(EsPCEx - 2015)
No fim do Século XVIII, era grande a insatisfação com a carestia e a opressão colonial. A isso se somava a simpatia que muitas pessoas demonstravam em relação às lutas pela emancipação do Haiti (1791-1804) e à Revolução Francesa (1789). Para difundir esta ideia fundou-se a loja maçônica Cavaleiros da Luz.
Em agosto de 1798, alguns conspiradores afixaram em muros e postes da cidade manifestos exortando a população à revolução. Os panfletos pregavam a proclamação da República, a abolição da escravidão, melhores soldos para os militares, promoção de oficiais, liberdade de comércio, etc.
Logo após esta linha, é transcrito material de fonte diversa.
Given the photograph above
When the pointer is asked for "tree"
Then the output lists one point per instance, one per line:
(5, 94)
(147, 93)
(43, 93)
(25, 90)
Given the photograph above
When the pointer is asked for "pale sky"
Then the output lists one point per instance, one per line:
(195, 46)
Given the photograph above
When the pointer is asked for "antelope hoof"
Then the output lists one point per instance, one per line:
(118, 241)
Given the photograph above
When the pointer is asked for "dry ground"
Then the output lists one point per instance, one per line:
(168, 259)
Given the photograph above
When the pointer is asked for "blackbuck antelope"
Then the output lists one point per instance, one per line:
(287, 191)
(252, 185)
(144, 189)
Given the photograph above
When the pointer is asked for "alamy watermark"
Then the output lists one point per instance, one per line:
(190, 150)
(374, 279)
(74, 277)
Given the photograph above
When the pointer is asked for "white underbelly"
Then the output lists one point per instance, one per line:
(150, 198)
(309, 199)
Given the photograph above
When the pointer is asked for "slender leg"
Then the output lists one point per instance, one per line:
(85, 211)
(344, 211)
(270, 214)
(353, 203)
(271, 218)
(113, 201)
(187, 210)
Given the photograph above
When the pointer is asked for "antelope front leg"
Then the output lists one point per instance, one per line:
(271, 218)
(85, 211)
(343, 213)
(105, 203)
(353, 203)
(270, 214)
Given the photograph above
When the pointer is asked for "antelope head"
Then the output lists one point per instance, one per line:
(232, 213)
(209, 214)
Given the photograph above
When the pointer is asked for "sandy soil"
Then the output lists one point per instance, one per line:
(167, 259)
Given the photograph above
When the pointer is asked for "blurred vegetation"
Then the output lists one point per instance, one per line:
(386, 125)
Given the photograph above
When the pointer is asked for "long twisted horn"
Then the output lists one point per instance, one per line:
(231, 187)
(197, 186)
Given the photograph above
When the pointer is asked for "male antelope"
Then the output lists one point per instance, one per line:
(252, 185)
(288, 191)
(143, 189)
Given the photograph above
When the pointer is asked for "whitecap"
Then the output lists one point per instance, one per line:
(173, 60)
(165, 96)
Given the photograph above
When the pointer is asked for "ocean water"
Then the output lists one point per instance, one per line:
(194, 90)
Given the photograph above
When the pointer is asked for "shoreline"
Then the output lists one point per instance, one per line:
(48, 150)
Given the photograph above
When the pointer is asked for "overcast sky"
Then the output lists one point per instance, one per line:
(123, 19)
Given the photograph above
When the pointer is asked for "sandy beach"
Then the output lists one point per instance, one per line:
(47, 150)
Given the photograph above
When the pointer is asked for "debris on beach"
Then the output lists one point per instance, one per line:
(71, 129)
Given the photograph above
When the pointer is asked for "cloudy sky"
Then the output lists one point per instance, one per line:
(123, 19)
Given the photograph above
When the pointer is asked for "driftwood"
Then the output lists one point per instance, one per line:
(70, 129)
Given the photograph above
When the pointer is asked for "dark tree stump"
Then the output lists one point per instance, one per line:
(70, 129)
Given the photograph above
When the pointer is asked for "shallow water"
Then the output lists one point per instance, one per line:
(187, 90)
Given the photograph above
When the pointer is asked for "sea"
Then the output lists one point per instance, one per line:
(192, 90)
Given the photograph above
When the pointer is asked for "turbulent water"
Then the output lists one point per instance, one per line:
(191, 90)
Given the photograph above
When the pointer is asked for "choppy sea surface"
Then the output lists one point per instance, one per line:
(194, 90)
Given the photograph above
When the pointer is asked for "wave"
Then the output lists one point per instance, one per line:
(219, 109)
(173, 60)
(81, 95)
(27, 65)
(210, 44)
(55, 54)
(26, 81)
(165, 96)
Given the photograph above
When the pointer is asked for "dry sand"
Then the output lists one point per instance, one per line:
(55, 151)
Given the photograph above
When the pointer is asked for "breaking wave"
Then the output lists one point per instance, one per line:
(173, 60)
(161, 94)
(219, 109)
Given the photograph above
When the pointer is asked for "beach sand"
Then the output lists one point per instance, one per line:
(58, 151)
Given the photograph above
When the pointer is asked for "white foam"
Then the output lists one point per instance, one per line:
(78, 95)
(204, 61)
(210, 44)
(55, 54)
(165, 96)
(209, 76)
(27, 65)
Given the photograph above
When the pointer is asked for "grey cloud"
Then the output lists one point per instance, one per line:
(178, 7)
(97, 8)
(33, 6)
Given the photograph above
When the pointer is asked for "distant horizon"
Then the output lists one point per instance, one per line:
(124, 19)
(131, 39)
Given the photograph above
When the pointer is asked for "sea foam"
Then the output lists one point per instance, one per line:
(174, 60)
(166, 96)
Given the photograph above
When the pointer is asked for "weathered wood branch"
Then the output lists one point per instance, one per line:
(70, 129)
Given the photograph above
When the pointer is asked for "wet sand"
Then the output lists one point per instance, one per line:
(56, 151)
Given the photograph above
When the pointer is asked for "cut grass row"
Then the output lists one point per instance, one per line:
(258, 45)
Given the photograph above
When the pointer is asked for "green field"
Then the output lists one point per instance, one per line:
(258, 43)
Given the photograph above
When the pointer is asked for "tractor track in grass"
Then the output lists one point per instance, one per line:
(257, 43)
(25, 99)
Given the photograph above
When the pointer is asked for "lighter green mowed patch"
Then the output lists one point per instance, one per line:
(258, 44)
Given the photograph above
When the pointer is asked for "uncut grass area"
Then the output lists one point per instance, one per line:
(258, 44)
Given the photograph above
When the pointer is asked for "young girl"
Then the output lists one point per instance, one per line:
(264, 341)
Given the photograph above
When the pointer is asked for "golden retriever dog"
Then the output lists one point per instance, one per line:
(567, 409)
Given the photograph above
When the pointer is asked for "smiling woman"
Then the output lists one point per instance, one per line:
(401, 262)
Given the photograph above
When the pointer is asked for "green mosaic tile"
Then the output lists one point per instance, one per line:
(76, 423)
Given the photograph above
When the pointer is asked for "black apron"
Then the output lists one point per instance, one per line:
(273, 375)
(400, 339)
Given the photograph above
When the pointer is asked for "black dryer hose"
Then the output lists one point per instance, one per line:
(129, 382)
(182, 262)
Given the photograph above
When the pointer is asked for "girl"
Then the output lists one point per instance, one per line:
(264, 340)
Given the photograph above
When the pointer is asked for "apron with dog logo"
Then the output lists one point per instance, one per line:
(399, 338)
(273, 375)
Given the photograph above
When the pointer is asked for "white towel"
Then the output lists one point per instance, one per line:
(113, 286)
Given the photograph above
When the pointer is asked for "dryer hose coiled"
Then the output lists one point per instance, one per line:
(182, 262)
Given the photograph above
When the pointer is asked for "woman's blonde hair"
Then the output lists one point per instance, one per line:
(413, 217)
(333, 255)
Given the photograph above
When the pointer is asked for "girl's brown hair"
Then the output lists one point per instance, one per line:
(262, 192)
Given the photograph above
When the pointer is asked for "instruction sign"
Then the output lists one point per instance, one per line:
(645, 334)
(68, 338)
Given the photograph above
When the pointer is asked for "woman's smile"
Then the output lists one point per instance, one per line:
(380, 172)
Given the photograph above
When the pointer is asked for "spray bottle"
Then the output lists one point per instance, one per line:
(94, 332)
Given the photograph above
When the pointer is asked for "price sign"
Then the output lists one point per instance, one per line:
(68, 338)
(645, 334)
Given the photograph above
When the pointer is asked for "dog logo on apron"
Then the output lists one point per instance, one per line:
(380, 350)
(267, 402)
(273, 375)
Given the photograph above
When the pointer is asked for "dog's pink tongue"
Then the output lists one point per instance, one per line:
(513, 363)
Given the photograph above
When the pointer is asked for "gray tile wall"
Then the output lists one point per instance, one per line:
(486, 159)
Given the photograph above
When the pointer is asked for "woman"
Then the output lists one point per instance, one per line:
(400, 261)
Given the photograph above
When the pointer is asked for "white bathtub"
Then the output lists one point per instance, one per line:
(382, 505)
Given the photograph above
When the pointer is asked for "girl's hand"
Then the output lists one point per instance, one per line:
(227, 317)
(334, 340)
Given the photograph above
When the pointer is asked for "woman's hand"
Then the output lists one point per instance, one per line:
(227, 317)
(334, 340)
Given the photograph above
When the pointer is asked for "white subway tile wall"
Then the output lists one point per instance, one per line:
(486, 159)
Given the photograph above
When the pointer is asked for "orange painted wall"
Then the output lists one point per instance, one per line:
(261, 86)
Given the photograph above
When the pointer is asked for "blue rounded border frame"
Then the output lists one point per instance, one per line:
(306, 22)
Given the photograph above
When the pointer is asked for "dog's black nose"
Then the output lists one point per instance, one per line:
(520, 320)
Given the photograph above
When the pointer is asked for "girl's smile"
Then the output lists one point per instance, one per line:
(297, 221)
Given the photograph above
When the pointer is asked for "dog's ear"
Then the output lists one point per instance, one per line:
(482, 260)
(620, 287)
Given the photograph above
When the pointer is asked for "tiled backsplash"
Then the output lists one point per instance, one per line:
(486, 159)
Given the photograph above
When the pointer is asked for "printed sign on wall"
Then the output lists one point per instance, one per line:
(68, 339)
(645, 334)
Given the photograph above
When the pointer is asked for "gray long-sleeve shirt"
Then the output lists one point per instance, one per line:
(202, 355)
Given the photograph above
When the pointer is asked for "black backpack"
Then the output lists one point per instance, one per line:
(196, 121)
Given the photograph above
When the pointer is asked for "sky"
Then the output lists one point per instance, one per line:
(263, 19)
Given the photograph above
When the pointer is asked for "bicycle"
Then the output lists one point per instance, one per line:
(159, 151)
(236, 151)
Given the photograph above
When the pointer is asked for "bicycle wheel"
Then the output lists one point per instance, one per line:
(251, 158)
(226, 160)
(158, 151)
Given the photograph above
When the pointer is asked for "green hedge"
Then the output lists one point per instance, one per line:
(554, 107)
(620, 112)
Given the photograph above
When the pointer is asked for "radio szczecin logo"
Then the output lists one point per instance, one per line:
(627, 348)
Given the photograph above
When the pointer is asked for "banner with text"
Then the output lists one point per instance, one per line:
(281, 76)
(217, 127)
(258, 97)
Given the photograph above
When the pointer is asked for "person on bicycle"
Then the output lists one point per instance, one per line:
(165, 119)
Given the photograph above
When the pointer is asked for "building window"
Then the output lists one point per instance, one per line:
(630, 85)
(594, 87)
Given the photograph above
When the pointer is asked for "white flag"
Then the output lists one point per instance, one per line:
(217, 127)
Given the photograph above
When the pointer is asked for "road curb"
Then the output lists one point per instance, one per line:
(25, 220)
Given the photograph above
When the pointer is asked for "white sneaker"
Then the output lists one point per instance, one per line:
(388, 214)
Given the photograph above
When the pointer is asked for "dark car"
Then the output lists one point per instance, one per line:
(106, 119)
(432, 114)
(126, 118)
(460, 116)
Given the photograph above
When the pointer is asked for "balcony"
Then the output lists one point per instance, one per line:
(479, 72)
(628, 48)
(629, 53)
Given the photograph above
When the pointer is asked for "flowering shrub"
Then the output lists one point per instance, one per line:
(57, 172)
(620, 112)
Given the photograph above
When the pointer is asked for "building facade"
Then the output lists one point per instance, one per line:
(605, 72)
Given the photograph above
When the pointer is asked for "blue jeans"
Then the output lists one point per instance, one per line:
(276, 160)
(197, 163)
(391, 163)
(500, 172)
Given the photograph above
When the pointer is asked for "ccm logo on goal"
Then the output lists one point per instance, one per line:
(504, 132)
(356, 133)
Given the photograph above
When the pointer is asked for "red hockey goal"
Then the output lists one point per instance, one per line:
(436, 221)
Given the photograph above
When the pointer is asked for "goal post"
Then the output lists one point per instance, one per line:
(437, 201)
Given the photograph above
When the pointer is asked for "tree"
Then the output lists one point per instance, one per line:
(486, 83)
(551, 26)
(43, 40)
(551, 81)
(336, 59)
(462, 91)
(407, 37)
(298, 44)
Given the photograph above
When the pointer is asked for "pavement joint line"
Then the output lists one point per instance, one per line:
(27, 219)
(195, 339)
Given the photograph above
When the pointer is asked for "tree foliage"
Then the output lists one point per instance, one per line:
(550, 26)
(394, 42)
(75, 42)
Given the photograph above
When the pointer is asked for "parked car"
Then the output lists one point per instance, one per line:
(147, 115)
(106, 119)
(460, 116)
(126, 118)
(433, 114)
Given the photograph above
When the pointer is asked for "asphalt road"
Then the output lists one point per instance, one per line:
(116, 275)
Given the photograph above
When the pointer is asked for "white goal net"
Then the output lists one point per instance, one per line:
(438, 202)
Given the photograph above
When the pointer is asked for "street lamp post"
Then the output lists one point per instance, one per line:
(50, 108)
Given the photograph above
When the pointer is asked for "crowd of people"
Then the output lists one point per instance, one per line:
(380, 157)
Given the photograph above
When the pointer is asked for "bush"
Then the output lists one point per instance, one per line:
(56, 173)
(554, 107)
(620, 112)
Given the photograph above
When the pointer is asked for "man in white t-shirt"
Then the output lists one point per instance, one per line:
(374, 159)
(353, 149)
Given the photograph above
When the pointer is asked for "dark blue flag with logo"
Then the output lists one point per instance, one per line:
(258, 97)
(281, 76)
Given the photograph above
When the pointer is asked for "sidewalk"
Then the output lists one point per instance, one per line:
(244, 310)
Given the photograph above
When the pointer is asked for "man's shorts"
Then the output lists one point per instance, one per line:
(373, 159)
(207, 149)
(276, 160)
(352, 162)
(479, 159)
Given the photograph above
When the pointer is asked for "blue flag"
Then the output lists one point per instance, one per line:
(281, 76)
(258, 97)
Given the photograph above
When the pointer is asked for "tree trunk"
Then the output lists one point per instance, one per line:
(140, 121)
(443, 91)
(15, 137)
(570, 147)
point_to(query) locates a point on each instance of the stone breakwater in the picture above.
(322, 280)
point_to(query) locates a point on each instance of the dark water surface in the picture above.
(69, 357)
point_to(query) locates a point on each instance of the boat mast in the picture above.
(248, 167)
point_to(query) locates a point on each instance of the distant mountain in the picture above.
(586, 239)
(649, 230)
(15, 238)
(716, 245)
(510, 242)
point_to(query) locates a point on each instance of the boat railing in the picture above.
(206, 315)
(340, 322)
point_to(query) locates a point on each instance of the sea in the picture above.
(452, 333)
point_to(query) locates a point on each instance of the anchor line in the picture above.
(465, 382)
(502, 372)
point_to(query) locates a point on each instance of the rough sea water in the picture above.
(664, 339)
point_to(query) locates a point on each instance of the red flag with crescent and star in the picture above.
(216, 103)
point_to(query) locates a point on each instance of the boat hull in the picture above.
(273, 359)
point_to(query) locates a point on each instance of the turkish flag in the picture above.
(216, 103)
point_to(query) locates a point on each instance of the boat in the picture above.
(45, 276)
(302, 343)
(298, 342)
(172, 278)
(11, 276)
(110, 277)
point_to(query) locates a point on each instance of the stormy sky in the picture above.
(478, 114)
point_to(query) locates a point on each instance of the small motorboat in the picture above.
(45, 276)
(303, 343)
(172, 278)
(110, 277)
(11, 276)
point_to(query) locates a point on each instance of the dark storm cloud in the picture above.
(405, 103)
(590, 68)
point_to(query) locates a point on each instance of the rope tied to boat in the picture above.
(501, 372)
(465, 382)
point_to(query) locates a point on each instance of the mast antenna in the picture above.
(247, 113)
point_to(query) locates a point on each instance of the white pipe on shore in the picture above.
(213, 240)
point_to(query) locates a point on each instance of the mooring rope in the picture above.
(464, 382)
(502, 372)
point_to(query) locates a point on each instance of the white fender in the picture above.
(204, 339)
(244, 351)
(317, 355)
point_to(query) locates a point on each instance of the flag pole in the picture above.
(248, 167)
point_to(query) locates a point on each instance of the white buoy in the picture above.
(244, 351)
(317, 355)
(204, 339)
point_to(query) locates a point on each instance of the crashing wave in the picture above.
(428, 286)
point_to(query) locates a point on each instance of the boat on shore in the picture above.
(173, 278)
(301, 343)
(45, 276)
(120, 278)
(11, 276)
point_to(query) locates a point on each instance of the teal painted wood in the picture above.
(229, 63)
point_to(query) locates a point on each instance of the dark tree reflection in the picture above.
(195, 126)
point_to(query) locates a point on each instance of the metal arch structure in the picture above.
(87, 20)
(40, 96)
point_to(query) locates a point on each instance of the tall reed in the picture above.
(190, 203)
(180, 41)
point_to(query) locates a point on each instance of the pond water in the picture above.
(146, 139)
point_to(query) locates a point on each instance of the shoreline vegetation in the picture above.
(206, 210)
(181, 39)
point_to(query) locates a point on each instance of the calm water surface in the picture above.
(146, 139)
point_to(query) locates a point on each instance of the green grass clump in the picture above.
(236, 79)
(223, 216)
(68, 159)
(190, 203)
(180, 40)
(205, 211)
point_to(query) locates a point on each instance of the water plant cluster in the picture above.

Denunciado por um traidor, o movimento foi esfacelado. Alguns participantes foram presos, outros fugiram e quatro foram condenados à morte: Luís Gonzaga das Virgens, Lucas Dantas de Amorim Torres, João de Deus do Nascimento e Manuel Faustino dos Santos.
(adaptado de ARRUDA & PILETTI, p.351)
O texto acima descreve, em parte, a
Revolta dos Alfaiates, ocorrida em Salvador, Bahia.
Inconfidência Mineira, desencadeada em Ouro Preto, Minas Gerais.
Revolta de Beckman, que teve por palco São Luís, Maranhão.
Confederação do Equador, ocorrida em Recife, Pernambuco.
Cabanagem, ocorrida em Belém, Pará.
Gabarito:
Revolta dos Alfaiates, ocorrida em Salvador, Bahia.
a) Revolta dos Alfaiates, ocorrida em Salvador, Bahia.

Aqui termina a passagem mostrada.